RCS protocol was proposed in 2007 but only since 2018 have things got going mainly due to the enthusiasm of Google. In the Uk Vodafone and Three both supported RCS and the technology is available on these networks. More recently Google, who providfe Android for us, allow users of EE and O2 to use RCS by controlling the messages themselves. Users do need to switch RCS on and if the user is not on Vodafone nor Three then you need to use Google Messages.
There are no signs, nor any likelihood, that Apple are about to implement RCS, they have iMessages!! This is based on a similar technology but it is not the same.
RCS has been recently labelled Chat.
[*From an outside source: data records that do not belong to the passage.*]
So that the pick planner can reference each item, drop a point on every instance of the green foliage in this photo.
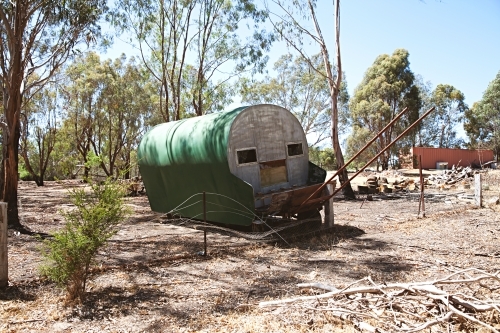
(483, 119)
(387, 88)
(324, 158)
(185, 43)
(302, 90)
(23, 173)
(450, 108)
(69, 255)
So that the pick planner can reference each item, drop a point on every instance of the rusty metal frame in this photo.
(355, 155)
(375, 157)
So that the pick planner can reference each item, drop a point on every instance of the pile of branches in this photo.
(410, 307)
(454, 175)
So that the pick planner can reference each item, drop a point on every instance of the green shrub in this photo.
(23, 173)
(69, 255)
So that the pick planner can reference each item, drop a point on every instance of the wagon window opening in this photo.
(295, 149)
(247, 156)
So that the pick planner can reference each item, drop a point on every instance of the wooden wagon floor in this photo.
(152, 280)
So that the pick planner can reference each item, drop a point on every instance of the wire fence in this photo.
(407, 204)
(389, 207)
(262, 228)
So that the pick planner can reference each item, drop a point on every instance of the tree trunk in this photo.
(334, 85)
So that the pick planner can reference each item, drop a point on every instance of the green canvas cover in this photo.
(179, 160)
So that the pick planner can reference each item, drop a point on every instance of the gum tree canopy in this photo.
(387, 88)
(483, 119)
(36, 37)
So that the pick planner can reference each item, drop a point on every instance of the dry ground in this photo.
(151, 278)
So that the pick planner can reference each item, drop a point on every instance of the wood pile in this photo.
(462, 176)
(376, 184)
(468, 296)
(453, 176)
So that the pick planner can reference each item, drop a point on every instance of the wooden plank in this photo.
(4, 266)
(478, 190)
(272, 175)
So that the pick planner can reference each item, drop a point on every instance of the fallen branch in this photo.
(409, 304)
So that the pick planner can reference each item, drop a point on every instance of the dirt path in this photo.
(151, 278)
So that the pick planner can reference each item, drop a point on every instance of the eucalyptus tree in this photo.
(82, 94)
(288, 18)
(194, 48)
(450, 109)
(482, 121)
(388, 86)
(119, 122)
(302, 90)
(36, 36)
(39, 125)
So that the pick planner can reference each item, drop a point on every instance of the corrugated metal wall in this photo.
(463, 157)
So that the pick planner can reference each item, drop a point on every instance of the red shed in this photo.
(463, 157)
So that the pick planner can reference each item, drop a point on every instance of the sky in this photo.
(454, 42)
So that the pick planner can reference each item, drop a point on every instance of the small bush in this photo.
(69, 255)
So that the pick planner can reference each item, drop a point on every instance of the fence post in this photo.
(329, 218)
(4, 266)
(478, 190)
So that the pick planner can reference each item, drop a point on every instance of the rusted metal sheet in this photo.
(462, 157)
(268, 129)
(287, 202)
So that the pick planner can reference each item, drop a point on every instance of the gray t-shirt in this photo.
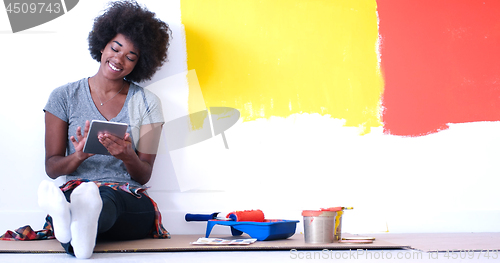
(73, 104)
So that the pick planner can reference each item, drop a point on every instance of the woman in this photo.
(104, 196)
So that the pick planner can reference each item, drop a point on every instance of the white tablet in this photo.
(93, 145)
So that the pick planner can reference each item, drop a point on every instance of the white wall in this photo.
(444, 182)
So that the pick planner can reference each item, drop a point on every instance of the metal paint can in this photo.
(319, 226)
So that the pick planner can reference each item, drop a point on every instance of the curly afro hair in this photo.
(148, 33)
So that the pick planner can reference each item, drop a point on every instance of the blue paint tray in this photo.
(270, 229)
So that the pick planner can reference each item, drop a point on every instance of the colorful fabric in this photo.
(27, 233)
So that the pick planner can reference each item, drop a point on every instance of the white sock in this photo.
(86, 205)
(52, 200)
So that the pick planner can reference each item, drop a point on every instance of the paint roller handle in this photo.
(203, 217)
(200, 217)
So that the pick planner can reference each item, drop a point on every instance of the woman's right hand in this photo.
(79, 141)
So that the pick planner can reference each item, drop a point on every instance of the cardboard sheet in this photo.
(182, 243)
(443, 242)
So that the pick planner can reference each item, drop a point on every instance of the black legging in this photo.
(123, 216)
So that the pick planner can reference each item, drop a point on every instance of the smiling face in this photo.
(118, 58)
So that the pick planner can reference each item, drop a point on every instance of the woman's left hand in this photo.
(117, 147)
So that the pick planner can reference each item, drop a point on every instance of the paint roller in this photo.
(245, 215)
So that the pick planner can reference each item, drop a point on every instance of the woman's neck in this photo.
(103, 85)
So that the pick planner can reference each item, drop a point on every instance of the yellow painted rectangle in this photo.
(278, 58)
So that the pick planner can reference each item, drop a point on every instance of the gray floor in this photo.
(261, 256)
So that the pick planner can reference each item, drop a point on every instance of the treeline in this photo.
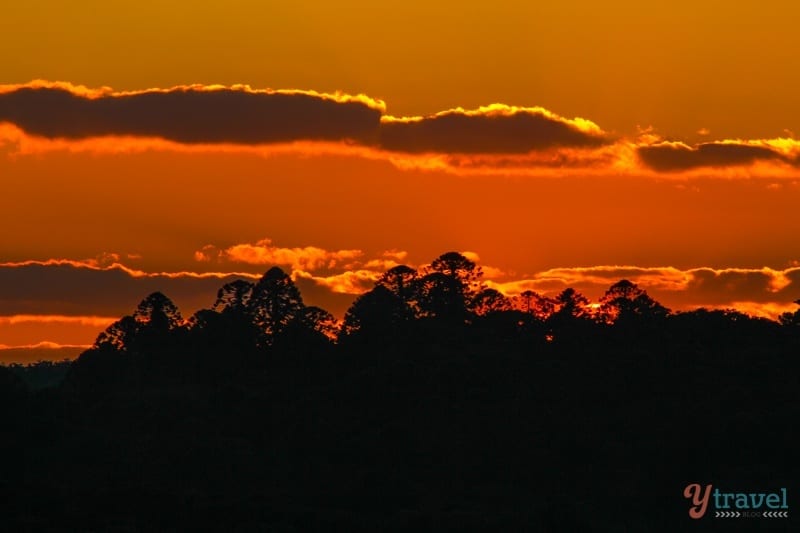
(436, 404)
(446, 301)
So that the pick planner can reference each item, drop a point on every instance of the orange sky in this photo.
(663, 151)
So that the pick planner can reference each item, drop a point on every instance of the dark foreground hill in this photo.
(449, 420)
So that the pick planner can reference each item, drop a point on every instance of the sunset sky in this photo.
(174, 146)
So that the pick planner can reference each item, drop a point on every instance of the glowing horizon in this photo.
(146, 146)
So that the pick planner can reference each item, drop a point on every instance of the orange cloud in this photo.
(264, 253)
(93, 321)
(190, 113)
(497, 139)
(496, 128)
(350, 282)
(45, 345)
(101, 265)
(676, 156)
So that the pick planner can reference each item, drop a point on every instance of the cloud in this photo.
(493, 129)
(40, 351)
(93, 321)
(496, 139)
(767, 289)
(264, 253)
(675, 156)
(190, 113)
(349, 282)
(78, 288)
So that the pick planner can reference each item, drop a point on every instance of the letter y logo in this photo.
(699, 503)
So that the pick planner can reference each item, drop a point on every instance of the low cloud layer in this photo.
(60, 302)
(495, 129)
(191, 114)
(672, 157)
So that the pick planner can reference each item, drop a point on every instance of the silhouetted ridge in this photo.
(438, 403)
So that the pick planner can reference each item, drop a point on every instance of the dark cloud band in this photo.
(672, 157)
(189, 115)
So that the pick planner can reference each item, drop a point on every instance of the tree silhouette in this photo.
(790, 319)
(118, 336)
(274, 303)
(158, 313)
(399, 280)
(376, 315)
(624, 302)
(448, 288)
(234, 297)
(570, 305)
(490, 301)
(534, 303)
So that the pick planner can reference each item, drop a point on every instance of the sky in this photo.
(175, 147)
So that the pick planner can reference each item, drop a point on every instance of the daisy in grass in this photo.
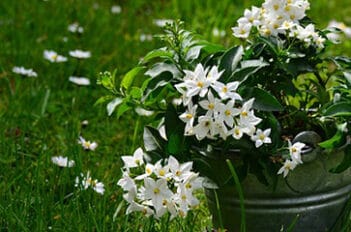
(53, 57)
(75, 28)
(24, 72)
(79, 54)
(62, 161)
(87, 145)
(79, 80)
(84, 182)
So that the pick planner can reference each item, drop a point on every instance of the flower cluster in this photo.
(158, 189)
(276, 17)
(221, 109)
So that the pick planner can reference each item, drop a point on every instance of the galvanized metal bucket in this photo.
(310, 191)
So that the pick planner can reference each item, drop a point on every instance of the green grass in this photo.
(41, 117)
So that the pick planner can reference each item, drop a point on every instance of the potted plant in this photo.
(266, 122)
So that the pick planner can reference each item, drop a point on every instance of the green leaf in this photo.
(264, 101)
(159, 68)
(193, 53)
(247, 68)
(345, 163)
(136, 92)
(334, 142)
(113, 104)
(174, 132)
(340, 109)
(128, 79)
(104, 99)
(162, 52)
(153, 140)
(230, 60)
(122, 108)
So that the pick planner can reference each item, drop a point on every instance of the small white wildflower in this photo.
(62, 161)
(87, 145)
(75, 28)
(135, 160)
(24, 72)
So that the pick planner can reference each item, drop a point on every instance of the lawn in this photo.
(43, 116)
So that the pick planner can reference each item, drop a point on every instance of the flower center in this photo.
(162, 172)
(261, 137)
(156, 191)
(200, 84)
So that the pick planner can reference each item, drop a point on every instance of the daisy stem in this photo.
(135, 134)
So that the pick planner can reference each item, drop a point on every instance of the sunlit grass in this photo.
(42, 117)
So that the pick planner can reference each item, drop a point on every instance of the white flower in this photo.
(227, 113)
(295, 151)
(134, 161)
(62, 161)
(188, 117)
(79, 80)
(24, 72)
(87, 145)
(211, 104)
(126, 182)
(87, 182)
(261, 137)
(75, 28)
(116, 9)
(288, 166)
(80, 54)
(53, 57)
(157, 191)
(161, 171)
(205, 128)
(227, 91)
(242, 30)
(253, 16)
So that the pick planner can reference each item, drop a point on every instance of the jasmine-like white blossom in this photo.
(62, 161)
(261, 137)
(80, 54)
(24, 72)
(53, 57)
(87, 145)
(134, 161)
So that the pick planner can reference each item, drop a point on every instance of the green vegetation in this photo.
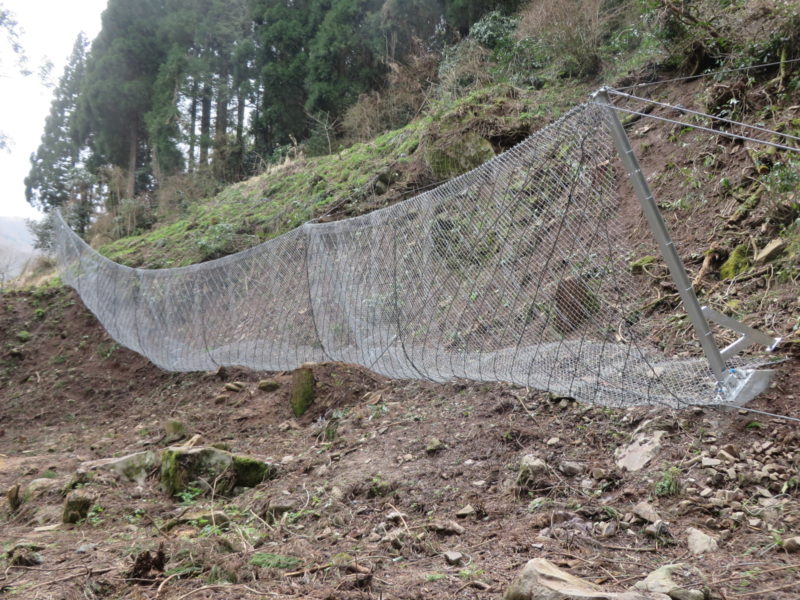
(669, 484)
(267, 560)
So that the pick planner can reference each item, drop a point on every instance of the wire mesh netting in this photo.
(513, 272)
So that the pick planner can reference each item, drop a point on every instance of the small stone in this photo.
(396, 516)
(268, 385)
(465, 512)
(76, 506)
(731, 449)
(570, 468)
(661, 581)
(657, 529)
(174, 431)
(446, 528)
(606, 528)
(646, 511)
(533, 473)
(434, 445)
(792, 544)
(640, 452)
(542, 580)
(24, 555)
(700, 543)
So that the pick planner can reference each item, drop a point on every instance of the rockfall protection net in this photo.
(513, 272)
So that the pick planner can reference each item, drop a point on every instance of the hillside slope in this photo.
(446, 458)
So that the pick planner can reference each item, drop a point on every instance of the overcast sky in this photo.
(48, 30)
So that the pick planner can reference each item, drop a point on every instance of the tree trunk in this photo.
(205, 125)
(192, 126)
(221, 150)
(130, 183)
(240, 118)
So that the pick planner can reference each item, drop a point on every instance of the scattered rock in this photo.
(39, 487)
(434, 445)
(533, 473)
(699, 542)
(771, 251)
(199, 518)
(465, 512)
(396, 516)
(606, 528)
(181, 466)
(661, 580)
(268, 385)
(646, 511)
(24, 555)
(792, 544)
(446, 527)
(303, 390)
(644, 447)
(542, 580)
(656, 529)
(570, 468)
(76, 506)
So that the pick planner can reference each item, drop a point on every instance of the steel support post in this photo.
(659, 229)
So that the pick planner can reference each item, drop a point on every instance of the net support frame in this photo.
(735, 387)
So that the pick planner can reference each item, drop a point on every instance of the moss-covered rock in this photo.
(451, 156)
(76, 506)
(181, 467)
(738, 262)
(268, 385)
(174, 431)
(303, 390)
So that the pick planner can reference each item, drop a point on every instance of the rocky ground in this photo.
(382, 489)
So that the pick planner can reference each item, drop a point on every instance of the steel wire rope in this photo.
(707, 74)
(706, 129)
(690, 111)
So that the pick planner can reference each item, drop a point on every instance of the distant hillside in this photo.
(16, 246)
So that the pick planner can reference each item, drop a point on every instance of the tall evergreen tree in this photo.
(52, 180)
(343, 61)
(121, 71)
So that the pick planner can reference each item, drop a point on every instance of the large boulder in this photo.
(133, 467)
(542, 580)
(208, 467)
(450, 156)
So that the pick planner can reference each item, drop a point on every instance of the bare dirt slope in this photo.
(445, 459)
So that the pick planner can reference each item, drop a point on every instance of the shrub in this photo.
(573, 31)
The protocol allows text messages to be sent 1 to 1 or indeed to groups of people. Additionally picture messages, videos and many more files are supported. Live chat with typing indication is available, as are audio and video calls. Indeed all the features built into WatsApp or iMessage. Whereas with Whatsapp, both parties need the same app, iMessage needs Apple hardware, RCS works between different RCS apps over a carrier that supports RCS. For Vodafone users RCS has been available between customers with Google Messages installed. RCS is backwards compatible and if any part of the communication does not support RCS, it will then rollback to MMS or SMS as appropriate
A second important part of RCS is Business RCS where businesses can interact with customers, so called B2C communication. This can be used by businesses to deliver electronic artefacts, sending tickets, item delivery notifications, or indeed any other electronic notification.
RCS has been slow to grow but with the backing of Google and (some) carriers in the UK it is set to take off. But is it secure. Well it does NOT support end to end encryption but does retain the same legal intercept standards as does SMS currently. Even with RCS, simple SMS messages still have a place. SMS do not need 4G or WiFi but only a weak 2G signal to work.